Livre protéiforme et envoûtant que ce Middlesex écrit par Jeffrey Eugenides qui, après avoir publié  Virgin Suicides, donne ici une histoire passionnante déjà couronnée aux Etats-Unis du prix Pulitzer et traduit dans plus d’une vingtaine de pays. Succès total donc pour ce pavé qui jamais ne tombe des mains malgré la démesure du propos.

Jeffrey Eugenides raconte dans un style fluide, aux phrases courtes, jamais pompeuses, riche en émotions et en humour, l’histoire, sur trois générations, d’une famille d’origine grecque installée aux Etats-Unis. Le récit est porté - tantôt à la première personne, tantôt à la troisième - par Cal, le petit-fils de Desdemona et Lefty Stephanides qui, en 1922, fuyant les persécutions ottomanes contre la communauté grecque, parviennent à embarquer sur un navire à destination des Etats-Unis. Comme dans la nouvelle La Fiancée d’Odessa de l’écrivain d’origine argentine Edgardo Cozarinsky, ce couple de migrants emporte avec lui un secret et porte les germes d’une extraordinaire bifurcation existentielle que seule la vie peut produire. Ce secret inavouable, porté jusqu’à la mort par Desdemona comme une culpabilité jamais atténuée, événement fondateur de cette saga états-unienne, Cal en est l’héritier, bien involontaire et, un temps du moins, bien malheureux.
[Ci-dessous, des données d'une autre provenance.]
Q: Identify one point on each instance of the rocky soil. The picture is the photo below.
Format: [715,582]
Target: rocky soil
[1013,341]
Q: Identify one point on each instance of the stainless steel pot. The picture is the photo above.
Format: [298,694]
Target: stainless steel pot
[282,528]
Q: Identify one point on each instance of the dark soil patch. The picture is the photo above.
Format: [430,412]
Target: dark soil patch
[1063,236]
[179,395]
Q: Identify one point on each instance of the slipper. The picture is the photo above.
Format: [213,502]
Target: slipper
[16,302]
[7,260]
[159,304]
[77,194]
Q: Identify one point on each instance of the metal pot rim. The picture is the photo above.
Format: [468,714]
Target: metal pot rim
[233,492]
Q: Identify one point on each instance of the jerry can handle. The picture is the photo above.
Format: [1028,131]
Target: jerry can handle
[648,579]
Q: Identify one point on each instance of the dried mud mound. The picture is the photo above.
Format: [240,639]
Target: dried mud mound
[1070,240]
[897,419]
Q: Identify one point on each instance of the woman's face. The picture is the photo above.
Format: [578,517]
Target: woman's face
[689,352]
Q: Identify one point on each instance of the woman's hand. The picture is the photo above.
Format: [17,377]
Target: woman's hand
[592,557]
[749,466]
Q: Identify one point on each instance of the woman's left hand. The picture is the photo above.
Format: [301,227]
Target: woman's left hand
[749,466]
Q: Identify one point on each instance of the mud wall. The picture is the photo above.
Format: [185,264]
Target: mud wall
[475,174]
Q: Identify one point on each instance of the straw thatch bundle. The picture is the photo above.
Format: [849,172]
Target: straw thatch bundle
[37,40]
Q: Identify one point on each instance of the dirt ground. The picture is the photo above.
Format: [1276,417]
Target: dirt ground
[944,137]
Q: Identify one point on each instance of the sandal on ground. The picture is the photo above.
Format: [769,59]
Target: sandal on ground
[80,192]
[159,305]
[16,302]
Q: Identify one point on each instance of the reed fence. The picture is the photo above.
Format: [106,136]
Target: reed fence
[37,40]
Pour le dire rapidement et crûment : Cal « a hérité d’un gène récessif sur [son] cinquième chromosome et de bijoux de famille d’une extrême rareté ». Ce qui fait dire au narrateur qu’il a eu « deux naissances ». D’abord comme fille puis, à l’adolescence, comme garçon. La petite Callie devient alors le jeune Cal. Bienvenue donc dans le monde des hermaphrodites !

Deux lignes de force traversent cette histoire, l’une culturelle, l’autre sexuelle. Elles défilent en rapport de symétrie avec pour axe, un même sujet, celui de la différence. J.Eugenides présente une autre et convaincante illustration de ces identités complexes nées du nomadisme de l’espèce humaine et des hasards de la génétique. « Tous, nous sommes faits de nombreuses parties, d’autres moitiés. Il n’y a pas que moi » dit Cal.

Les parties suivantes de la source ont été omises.